Many different nicotine delivery products, such as e-cigarettes (e-cigs) or heated tobacco products (HTPs), are available on the market. To better understand these products, it is crucial to learn how consumers use them and how much nicotine they deliver. Therefore, a pod e-cig, an HTP, and a conventional cigarette (CC) were each used by 15 experienced users of the respective product category for 90 min without special use instructions ("ad libitum"). Sessions were video recorded to analyze usage patterns and puff topography. At defined time points, blood was sampled to determine nicotine concentrations, and subjective effects were inquired about using questionnaires. During the study period, the CC and HTP groups averaged the same number of consumption units (both 4.2 units).

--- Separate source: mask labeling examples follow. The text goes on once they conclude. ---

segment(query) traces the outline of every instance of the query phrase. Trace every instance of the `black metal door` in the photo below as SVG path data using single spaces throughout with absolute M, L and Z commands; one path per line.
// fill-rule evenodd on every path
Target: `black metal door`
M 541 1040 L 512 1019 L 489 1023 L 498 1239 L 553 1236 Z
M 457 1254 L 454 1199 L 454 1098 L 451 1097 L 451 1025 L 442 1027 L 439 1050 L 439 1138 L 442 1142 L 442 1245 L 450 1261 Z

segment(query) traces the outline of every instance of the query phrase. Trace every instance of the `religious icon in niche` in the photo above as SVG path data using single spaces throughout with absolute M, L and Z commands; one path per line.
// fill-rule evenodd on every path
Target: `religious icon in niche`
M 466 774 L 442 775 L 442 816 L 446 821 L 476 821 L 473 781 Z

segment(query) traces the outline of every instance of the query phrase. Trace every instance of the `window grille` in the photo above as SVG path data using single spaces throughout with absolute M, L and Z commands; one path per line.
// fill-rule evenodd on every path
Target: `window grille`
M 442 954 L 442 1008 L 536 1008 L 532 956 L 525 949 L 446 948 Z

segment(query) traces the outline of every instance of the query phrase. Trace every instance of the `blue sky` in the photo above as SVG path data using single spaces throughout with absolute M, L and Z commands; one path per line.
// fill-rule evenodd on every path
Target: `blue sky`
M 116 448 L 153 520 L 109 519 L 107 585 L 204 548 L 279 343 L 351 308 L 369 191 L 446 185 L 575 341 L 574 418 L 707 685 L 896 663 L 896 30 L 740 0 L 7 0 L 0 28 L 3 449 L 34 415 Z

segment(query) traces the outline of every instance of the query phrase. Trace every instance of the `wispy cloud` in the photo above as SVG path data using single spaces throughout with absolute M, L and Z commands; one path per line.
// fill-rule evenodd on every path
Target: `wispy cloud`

In the pod e-cig group, the highest number of puffs was taken (pod e-cig 71.9; HTP: 52.2; CC: 42.3 puffs) with the most extended mean puff duration (pod e-cig: 2.8 s; HTP: 1.9 s; CC: 1.8 s). Pod e-cigs were predominantly used with single puffs or in short clusters of 2-5 puffs. The maximum plasma nicotine concentration was highest for CCs, followed by HTPs, and then pod e-cigs with 24.0, 17.7, and 8.0 ng/mL, respectively. Craving was reduced by all products. The results suggest that the high nicotine delivery known for tobacco-containing products (CCs and HTPs) may not be needed for non-tobacco-containing products (pod e-cigs) to satisfy cravings in experienced users.